Di hadapan anggota DPRD, Polda Maluku menegaskan komitmennya memberikan penjelasan terkait peristiwa yang terjadi secara menyeluruh. Kasus ini bermula dari kecelakaan lalu lintas (Lakalanats) pada 18 Juni 2024 yang kemudian berkembang menjadi kekerasan bersama.
Direktur Lantas Polda Maluku, Kombes Pol. Yudi Kristanto, S.I.K, menuturkan bahwa pihaknya selaku pembina fungsi lalu lintas telah memberikan penjelasan, namun penanganan pidana tetap berada di bawah fungsi Reskrim.
Sejumlah anggota DPRD Komisi I mendorong agar penyelesaian dapat ditempuh melalui Restorative Justice (RJ), mengingat pihak yang berselisih adalah warga sekitar.
Anggota DPRD Hasyim Rahayaan menyampaikan apresiasi atas upaya kepolisian dan mengingatkan bahwa penetapan tersangka harus berdasarkan unsur pidana. “RJ harus lahir dari kesepakatan kedua belah pihak,” tegasnya. Sementara Wahid Laitupa juga menekankan pentingnya penyelesaian non-hukum untuk mencegah konflik semakin meluas.
Menanggapi hal itu, Kombes Pol Dasmin Ginting menegaskan bahwa Polda Maluku menjamin penegakan hukum yang terukur dan transparan. “Kami akan melakukan langkah-langkah penegakan hukum secara terukur, transparan, dan bisa dipertanggungjawabkan kaitan dengan kasus 170 (kekerasan bersama) yang berawal dari kasus Lakalanats,” ujarnya.
Ia juga memastikan setiap perkembangan perkara akan disampaikan secara terbuka kepada pihak-pihak terkait.

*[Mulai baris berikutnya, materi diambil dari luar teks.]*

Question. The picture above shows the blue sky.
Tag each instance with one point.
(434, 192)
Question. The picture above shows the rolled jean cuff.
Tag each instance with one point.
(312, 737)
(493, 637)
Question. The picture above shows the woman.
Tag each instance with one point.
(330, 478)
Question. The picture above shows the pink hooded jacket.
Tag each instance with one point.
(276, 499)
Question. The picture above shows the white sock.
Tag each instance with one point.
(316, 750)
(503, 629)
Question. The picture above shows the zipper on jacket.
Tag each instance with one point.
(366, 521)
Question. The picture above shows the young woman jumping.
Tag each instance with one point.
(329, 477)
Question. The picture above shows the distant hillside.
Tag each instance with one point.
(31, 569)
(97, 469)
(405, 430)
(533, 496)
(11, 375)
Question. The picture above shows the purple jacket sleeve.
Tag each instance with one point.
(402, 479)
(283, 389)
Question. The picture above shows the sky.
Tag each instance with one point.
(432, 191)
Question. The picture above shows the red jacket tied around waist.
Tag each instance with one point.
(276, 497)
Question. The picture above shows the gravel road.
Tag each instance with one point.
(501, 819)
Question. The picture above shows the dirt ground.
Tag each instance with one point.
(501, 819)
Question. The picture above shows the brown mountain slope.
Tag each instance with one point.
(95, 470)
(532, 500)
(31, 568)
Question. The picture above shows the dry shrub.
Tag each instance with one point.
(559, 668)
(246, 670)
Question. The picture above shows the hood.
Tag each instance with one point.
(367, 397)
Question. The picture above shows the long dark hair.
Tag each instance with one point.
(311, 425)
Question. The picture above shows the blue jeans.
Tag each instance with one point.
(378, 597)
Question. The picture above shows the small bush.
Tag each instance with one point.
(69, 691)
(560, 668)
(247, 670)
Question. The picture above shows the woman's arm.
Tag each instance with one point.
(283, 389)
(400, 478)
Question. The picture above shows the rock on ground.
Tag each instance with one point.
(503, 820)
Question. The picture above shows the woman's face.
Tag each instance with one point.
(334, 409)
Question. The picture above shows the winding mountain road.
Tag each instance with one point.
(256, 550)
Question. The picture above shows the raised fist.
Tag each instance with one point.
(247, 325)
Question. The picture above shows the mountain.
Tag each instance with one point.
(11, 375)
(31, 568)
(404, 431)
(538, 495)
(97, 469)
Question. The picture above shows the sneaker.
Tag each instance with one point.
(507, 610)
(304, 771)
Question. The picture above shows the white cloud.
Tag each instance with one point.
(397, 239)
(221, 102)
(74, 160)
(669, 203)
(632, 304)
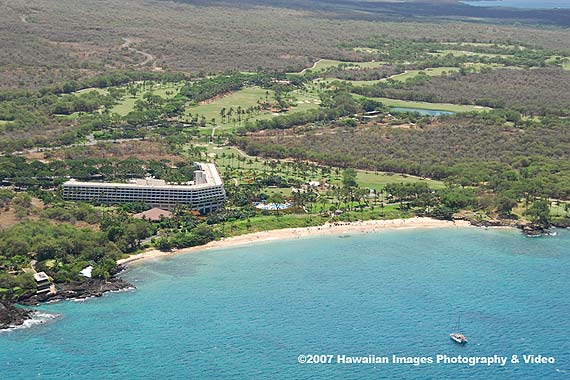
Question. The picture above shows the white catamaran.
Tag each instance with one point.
(458, 337)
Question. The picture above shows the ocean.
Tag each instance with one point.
(254, 312)
(526, 4)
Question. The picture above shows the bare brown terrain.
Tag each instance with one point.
(48, 42)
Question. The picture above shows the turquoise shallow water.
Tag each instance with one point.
(248, 312)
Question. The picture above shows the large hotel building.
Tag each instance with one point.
(206, 194)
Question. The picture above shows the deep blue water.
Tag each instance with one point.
(422, 111)
(248, 312)
(526, 4)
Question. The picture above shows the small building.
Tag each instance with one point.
(43, 282)
(154, 214)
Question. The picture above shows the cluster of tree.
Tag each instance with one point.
(529, 160)
(422, 53)
(200, 235)
(88, 102)
(60, 250)
(334, 104)
(209, 88)
(344, 72)
(531, 92)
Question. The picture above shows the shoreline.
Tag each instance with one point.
(368, 226)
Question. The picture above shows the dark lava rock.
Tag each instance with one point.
(84, 289)
(11, 316)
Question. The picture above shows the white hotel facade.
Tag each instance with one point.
(206, 194)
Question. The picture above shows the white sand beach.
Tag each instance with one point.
(368, 226)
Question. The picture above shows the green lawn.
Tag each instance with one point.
(378, 180)
(274, 221)
(365, 178)
(103, 91)
(164, 90)
(429, 106)
(246, 98)
(461, 53)
(326, 63)
(435, 71)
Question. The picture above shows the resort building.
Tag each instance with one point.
(205, 194)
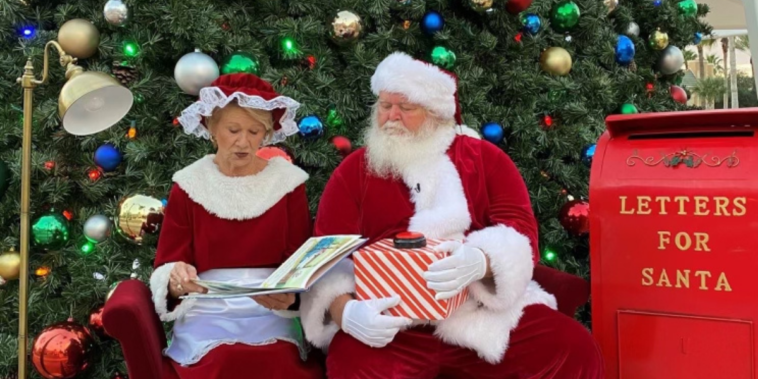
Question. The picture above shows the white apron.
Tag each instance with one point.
(214, 322)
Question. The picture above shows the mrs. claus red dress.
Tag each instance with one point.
(234, 229)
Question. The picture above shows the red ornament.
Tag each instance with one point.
(311, 61)
(678, 94)
(96, 321)
(547, 121)
(94, 174)
(269, 152)
(575, 217)
(62, 350)
(517, 6)
(343, 145)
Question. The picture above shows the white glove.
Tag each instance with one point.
(363, 319)
(451, 275)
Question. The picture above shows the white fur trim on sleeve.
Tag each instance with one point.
(287, 314)
(159, 288)
(467, 131)
(314, 304)
(510, 255)
(422, 83)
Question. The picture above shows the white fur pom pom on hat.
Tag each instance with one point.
(422, 83)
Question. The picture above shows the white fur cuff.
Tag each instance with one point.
(510, 255)
(159, 287)
(287, 314)
(314, 304)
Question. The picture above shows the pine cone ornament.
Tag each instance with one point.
(124, 73)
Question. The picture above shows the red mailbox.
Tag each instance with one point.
(674, 245)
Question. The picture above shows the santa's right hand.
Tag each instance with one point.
(363, 319)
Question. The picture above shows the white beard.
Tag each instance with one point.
(391, 149)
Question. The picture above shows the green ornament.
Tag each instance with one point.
(333, 119)
(443, 57)
(5, 178)
(565, 15)
(240, 61)
(687, 8)
(628, 108)
(50, 231)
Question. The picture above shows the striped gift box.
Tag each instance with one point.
(381, 270)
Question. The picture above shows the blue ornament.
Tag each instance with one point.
(432, 22)
(493, 132)
(532, 23)
(587, 154)
(624, 50)
(107, 157)
(698, 38)
(311, 127)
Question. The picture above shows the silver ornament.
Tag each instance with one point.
(671, 60)
(116, 12)
(632, 30)
(97, 228)
(195, 71)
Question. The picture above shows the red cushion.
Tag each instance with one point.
(130, 317)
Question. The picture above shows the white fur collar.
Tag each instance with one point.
(437, 192)
(239, 198)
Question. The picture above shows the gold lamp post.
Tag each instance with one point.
(89, 102)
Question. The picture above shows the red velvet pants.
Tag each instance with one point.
(545, 345)
(276, 361)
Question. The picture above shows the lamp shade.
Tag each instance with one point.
(91, 102)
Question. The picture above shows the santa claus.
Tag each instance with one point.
(422, 171)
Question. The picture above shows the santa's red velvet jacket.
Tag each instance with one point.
(469, 189)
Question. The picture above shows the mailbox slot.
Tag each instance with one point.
(714, 134)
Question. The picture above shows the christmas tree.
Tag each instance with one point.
(536, 78)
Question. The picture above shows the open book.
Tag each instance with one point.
(297, 274)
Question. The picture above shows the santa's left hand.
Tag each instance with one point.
(449, 276)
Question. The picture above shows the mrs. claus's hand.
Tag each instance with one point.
(449, 276)
(276, 302)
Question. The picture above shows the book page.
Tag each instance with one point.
(315, 253)
(295, 273)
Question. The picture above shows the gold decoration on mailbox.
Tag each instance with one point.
(684, 157)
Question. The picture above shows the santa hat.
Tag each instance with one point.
(422, 83)
(249, 91)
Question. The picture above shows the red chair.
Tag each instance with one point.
(130, 318)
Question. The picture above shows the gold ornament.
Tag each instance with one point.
(10, 265)
(346, 27)
(79, 38)
(556, 61)
(611, 4)
(659, 40)
(139, 215)
(481, 5)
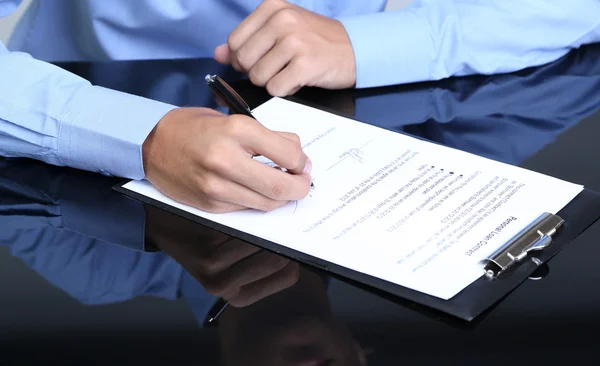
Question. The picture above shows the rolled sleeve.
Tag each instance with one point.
(103, 131)
(389, 48)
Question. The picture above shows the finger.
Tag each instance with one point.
(248, 270)
(271, 63)
(282, 151)
(290, 136)
(289, 80)
(225, 256)
(229, 191)
(253, 23)
(222, 54)
(258, 290)
(273, 184)
(255, 48)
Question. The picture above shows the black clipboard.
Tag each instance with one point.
(472, 301)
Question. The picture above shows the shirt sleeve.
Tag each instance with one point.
(55, 116)
(436, 39)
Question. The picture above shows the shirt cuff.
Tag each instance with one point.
(390, 48)
(103, 131)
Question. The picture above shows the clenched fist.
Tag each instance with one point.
(285, 47)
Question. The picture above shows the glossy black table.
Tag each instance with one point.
(81, 280)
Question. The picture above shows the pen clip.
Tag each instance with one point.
(215, 81)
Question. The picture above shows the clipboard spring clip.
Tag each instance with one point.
(535, 237)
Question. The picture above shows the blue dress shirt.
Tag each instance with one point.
(76, 232)
(49, 114)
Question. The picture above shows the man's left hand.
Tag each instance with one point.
(284, 47)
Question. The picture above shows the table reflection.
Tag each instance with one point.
(102, 250)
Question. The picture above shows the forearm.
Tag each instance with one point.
(49, 114)
(432, 39)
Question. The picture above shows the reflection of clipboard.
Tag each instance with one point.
(509, 266)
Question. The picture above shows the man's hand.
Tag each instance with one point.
(203, 158)
(285, 47)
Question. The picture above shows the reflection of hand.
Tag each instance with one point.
(202, 158)
(226, 267)
(284, 47)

Di sisi lain, Kabid Propam Polda Maluku, Kombes Pol. Indera Gunawan, S.I.K, menegaskan laporan terkait oknum polisi tetap akan ditindaklanjuti. Dari hasil pemeriksaan, tidak ditemukan cukup bukti, namun Propam tetap membuka diri untuk menerima bukti tambahan.
Pada akhir rapat, Wakil Ketua II Komisi I, Eddyson Sarimanella, SH, menyatakan bahwa pihaknya menyerahkan sepenuhnya kewenangan penegakan hukum kepada Polri, sembari mendorong upaya Restorative Justice.
Meski begitu, korban kekerasan bersama yang berinisial R.M. menegaskan sikapnya langsung di hadapan dewan dan aparat kepolisian bahwa penyelesaian kasus harus dilakukan sesuai aturan hukum yang berlaku.